Throughout 'Kew Gardens', the narrator returns to the flowerbed, focusing on a snail as it moves through the flowers. It's every bit if we're beingness offered, non the panoramic bird's-centre view we often get with 'omniscient' narration, but instead a ground-level perspective on the world, focusing on the minutiae and the apparently unromantic and unexciting (that snail; it's worth bearing in mind that a snail also features in Woolf's curt story 'The Marker on the Wall').

Yet it may be that that information technology'south non the snail but the 'dark-green insect' that Woolf wishes us to observe hither. The snail, with its definite grade and goal ahead of it, seems to represent the older, more than linear style of narrative which Woolf is moving away from with her modernist short stories. She is more similar the green insect which darts about the identify in a less anticipated and linear manner:

It appeared to have a definite goal in front of it, differing in this respect from the singular high stepping angular light-green insect who attempted to cross in front of it, and waited for a second with its antennæ trembling equally if in deliberation, and then stepped off as rapidly and strangely in the reverse direction. Brown cliffs with deep green lakes in the hollows, flat, blade-like copse that waved from root to tip, round boulders of grey stone, vast crumpled surfaces of a thin crackling texture–all these objects lay across the snail's progress between one stalk and another to his goal.
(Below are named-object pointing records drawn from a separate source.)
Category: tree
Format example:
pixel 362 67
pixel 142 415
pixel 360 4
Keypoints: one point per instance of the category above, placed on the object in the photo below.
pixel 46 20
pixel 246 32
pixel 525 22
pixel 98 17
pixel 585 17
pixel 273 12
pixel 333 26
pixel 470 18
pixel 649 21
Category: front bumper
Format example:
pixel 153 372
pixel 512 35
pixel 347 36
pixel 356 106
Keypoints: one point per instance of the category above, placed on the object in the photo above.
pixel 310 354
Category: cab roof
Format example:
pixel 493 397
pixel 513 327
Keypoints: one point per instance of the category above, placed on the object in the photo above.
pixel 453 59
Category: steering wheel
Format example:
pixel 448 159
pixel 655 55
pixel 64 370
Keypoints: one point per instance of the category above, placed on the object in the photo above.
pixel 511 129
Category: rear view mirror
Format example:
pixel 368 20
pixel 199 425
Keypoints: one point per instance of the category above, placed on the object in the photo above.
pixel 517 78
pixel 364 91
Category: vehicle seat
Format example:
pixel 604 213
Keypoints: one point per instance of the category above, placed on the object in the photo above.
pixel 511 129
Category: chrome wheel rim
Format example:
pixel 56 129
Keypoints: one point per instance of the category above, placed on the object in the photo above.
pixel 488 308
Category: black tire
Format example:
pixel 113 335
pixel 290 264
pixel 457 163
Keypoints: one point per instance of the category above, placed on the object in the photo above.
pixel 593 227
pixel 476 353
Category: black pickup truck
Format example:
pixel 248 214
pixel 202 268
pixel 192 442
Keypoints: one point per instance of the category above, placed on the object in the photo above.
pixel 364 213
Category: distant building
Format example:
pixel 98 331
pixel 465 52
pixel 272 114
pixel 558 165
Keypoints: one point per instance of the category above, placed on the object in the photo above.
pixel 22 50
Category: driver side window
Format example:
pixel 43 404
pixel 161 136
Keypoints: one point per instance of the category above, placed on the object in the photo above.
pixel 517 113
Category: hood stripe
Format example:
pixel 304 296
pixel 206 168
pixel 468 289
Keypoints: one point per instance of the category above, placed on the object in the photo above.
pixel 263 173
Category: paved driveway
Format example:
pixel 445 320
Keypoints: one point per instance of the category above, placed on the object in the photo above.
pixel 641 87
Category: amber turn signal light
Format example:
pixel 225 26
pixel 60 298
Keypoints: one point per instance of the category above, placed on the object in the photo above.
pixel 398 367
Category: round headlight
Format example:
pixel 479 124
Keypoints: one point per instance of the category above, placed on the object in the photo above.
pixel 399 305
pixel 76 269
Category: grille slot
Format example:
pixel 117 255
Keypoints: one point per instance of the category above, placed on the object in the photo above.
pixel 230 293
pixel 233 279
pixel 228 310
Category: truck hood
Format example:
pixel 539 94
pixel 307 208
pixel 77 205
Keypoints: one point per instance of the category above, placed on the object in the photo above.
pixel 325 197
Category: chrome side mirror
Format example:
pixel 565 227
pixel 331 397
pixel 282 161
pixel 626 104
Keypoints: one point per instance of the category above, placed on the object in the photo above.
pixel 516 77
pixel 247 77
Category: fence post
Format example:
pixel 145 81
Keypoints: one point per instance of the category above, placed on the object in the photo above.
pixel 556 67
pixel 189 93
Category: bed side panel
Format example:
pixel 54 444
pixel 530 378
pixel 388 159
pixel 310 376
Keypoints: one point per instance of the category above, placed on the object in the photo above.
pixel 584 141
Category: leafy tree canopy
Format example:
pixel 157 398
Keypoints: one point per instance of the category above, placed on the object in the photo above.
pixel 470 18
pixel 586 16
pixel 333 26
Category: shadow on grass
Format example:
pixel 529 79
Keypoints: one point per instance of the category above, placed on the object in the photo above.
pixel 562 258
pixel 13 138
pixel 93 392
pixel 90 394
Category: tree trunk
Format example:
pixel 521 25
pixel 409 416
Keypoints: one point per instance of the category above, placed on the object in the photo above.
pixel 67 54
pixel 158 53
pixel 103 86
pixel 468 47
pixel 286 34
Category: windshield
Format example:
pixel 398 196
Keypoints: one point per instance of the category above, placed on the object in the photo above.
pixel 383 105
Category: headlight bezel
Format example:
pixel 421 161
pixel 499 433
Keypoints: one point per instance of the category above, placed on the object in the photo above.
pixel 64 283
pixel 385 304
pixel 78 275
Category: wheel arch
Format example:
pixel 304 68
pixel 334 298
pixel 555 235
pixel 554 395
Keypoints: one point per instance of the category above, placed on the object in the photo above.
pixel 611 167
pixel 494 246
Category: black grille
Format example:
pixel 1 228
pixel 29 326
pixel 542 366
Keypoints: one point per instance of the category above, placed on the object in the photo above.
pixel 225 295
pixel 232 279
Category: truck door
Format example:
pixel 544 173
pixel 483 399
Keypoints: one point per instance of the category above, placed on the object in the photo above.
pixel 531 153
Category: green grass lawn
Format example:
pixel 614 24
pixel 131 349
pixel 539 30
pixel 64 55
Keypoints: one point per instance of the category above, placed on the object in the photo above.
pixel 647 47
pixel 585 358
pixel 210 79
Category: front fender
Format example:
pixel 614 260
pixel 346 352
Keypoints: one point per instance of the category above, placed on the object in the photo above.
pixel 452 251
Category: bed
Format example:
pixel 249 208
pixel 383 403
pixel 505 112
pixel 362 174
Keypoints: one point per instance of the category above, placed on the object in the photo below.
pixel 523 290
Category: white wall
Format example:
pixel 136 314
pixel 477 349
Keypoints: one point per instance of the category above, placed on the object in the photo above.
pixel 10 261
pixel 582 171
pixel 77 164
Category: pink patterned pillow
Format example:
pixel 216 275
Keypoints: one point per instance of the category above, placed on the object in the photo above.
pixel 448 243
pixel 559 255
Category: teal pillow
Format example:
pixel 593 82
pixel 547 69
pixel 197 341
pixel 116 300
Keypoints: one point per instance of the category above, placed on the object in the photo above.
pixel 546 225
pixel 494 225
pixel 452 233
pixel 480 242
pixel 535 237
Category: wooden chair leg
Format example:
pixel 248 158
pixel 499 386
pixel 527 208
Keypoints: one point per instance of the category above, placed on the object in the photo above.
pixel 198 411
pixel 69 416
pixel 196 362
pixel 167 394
Before he had decided whether to circumvent the arched tent of a dead foliage or to breast it there came past the bed the feet of other human beings.

The creature'southward antennae are analogous to Woolf'southward own emphasis on people-watching, on everyday ascertainment, in these short pieces: in some other of her short stories, 'An Unwritten Novel', a woman sits and watches her swain passenger on the railroad train. This is the modernist way of capturing real life: observing, listening out, overhearing snatches of others' conversation, using our own 'antennae'.

In the terminal analysis, although 'Kew Gardens' presents a number of challenges to the reader or critic, Woolf appears to allude, self-referentially, to the new mode of modernist fiction of which her own story is an case: indirect, criss-crossing, picking up voices equally they pass, rather than doggedly pursuing some fixed end-point.

The writer of this article, Dr Oliver Tearle, is a literary critic and lecturer in English at Loughborough University. He is the author of, among others,The Secret Library: A Book-Lovers' Journey Through Curiosities of History  andThe Bully War, The Waste State and the Modernist Long Poem.